Всего за каких-то несколько минут в мою корзинку упало что-то зеленое и крупнолистное, запечатанное в пластик, два крохотных пакетика с черными круглыми семечками, похожими на обугленный горох (если и различающиеся, то чем-то крайне неприметным), пучок увядшей травы, банка с мутной белой жидкостью (молоко Падлы? Пайды?), что-то склизкое бежевое в мешочке (я всем сердцем надеялась, что это не Лупаны) и, в качестве завершающего штриха удачного шопинга туда же отправился тканевый мешочек исходящий пылью с крайне едким и почти тошнотворным запахом.
– Фсе! – Радостно заявил ассистент. – Исе цего?
– Фсе. – Подтвердила я и так же радостно, на мгновенье став его отражением, кивнула.
– Касса там. – В сторону двери уткнулся короткий желтоватый палец.
– Поняла. Уже иду. Спасибо.
«Рататуец» откланялся, а я принялась изучать набранное помощником «богатство». Что это за непонятные ингредиенты? Почему оно все так страшно и склизко выглядит? Может, добавленное в кастрюлю, оно магическим образом изменит свойства, и тогда Антонио окажется прав, а Мелари, все-таки, доволен?
– Что?!
От цены на «глаза» в пакетике моя челюсть отвисла до самого пола. Три сотни долларов за эти мелкие яйца быка-недоросля? За один пакетик? А эти горошины стоят по двести пятьдесят? Да они все тут рехнулись что ли? Из другого мира приправы везут? Много денег уходит на способного перемещаться во сне с котомкой экстрасенса?
Оглядевшись по сторонам, я украдкой выгрузила самые дорогие продукты обратно на первую попавшуюся полку – благо она закрывала меня от кассира, а ассистент благополучно исчез - запихнула прямехонько между пластами непроваренной пасты и сухарями из тмина. Проверила, что все остальное, с грехом пополам я могу себе позволить (все равно Антонио «яйца» в приготовлении курицы не использовал), и только тогда, со сдвоенным чувством человека, едва не обронившего бумажник в туалетную дыру – чувством облегчения и досады на себя за то, что едва не пропустила такие ценники, - отправилась к кассе.
Остановилась у двери, водрузила пластиковую корзину на короткую (и, видимо, неработающую) транспортную ленту и радостно взглянула на кассира. Тот убрал газету, восхищенно, будто я принесла ему весть о выигрыше в лотерею, улыбнулся в ответ, показал желтоватые зубы и посмотрел на товары.

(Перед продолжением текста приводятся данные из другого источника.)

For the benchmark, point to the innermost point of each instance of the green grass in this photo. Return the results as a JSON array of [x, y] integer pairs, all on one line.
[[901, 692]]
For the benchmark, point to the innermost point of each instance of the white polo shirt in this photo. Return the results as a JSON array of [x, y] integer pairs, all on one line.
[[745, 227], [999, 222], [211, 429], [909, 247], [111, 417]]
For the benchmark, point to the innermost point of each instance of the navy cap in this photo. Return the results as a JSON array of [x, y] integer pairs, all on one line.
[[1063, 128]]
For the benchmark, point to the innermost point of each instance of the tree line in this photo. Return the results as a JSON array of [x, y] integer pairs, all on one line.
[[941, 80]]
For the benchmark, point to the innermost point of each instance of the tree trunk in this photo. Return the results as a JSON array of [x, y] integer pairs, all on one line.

Распрямился, чуть изменился в лице, задумался, снова заглянул в корзину, и только после этого удивленно воззрился на меня, даже внутренне, я бы сказала, «просветлел».
– Что?
– Те самые плодукты. – Кивнул он чрезвычайно обрадовано. – Я понял. Не дулак.
– Что? – Напоминая себе попугая-имбицила, выучившего один-единственный в жизни вопрос, растерялась я. – Ну да, те самые.
«На курицу».
Неужели он тоже смотрел утреннее шоу?
– Я понял-понял. - Кассир зачем-то учтиво поклонился. – Пойдемте. Я вас пловазу. Мы вас давно ждем, давно, узе несколько дней. Заказ плисол исе в понедельник.
Заказ?
Сложно было объяснить, зачем я, как покорная корова на поводке, прошла за ним в подсобку. Но ведь позвали? Может, у них так принято – платить наличными в подсобке, а касса стоит только для вида. Еще сложнее было объяснить, зачем я взяла в руки протянутый серебристый чемоданчик со скрипучей ручкой.